From the outside, Pizzeria Vesuvio seems just like any other pizza place in West London: a buzzy, cheerful Italian spot on a street where cooks from Sri Lanka rub shoulders with waitstaff from Spain, Georgia, Wales, Poland, and more. But upstairs, on the battered leather sofas, lives are being altered drastically and often illegally, as money, legal aid, safe passage, and hope are dealt out under the table to those deemed worthy. Set in the opening years of the 21st century, against the backdrop of the Sri Lankan civil war and its outpouring of refugees to Britain, You People asks the big questions at a time of bewildering flux. What price do we put on life, on freedom, and the right to love in an age defined by seismic political change?

“Lalwani has a knack for close observation of people: their mannerisms and motivations, the way they relate to each other in different situations… Crucially, though, pain is not the defining experience of these characters… Fiction is not a blueprint, but it can be a gilded mirror, or a four-dimensional map. Living, loving, dying—You People is an elegant work of all three.”
The Seattle Times

Ivory Shoals

In the tradition of Mark Twain and Cormac McCarthy comes this distinctly American, pulse-quickening epic from the acclaimed author of Citrus County and Arkansas. Twelve-year-old Gussie Dwyer—audacious, resilient, determined to adhere to the morals his mother instilled in him—undertakes to trek across the sumptuous yet perilous peninsula of post-Civil War Florida in search of his father, a man who has no idea of his son’s existence. Gussie’s journey sees him cross paths with hardened Floridians of every stripe, from the brave and noble to a bevy of cutthroat villains, none worse than his amoral shark of a half brother. Will he survive his quest, and at what cost?

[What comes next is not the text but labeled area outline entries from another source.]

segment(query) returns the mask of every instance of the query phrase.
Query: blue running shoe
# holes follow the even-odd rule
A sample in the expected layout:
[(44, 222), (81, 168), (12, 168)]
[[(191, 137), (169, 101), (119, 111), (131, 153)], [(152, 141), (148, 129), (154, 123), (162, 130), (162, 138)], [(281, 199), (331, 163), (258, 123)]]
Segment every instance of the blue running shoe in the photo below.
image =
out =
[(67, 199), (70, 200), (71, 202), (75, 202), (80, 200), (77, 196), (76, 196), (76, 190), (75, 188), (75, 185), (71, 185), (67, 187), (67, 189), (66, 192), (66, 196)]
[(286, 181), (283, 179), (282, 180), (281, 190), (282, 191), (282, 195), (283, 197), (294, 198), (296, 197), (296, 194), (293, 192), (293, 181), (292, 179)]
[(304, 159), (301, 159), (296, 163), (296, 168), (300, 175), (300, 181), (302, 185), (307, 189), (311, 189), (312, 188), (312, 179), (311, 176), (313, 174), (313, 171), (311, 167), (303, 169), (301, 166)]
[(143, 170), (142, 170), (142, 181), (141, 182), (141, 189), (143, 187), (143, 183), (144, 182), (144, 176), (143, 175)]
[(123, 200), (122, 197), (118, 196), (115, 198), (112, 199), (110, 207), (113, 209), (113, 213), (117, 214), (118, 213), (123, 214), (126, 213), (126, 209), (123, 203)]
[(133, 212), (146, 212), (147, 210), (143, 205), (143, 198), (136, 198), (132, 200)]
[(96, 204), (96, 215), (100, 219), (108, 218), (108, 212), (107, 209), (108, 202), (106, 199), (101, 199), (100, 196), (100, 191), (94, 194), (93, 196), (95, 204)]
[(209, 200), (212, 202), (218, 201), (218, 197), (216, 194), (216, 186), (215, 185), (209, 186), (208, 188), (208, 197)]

Rich in deadpan humor as well as visceral details that illuminate a diverse cast of characters, the novel uncovers deep truths about family and self-determination as the reader tracks Gussie’s dangerous odyssey out of childhood. Ivory Shoals is an unforgettable story from a contemporary master.

Ivory Shoals is a bracing mix of Florida history and fleet adventure, livened with dry wit and a tender regard for its characters. Take a walk across the state with Gussie — you won’t regret it.”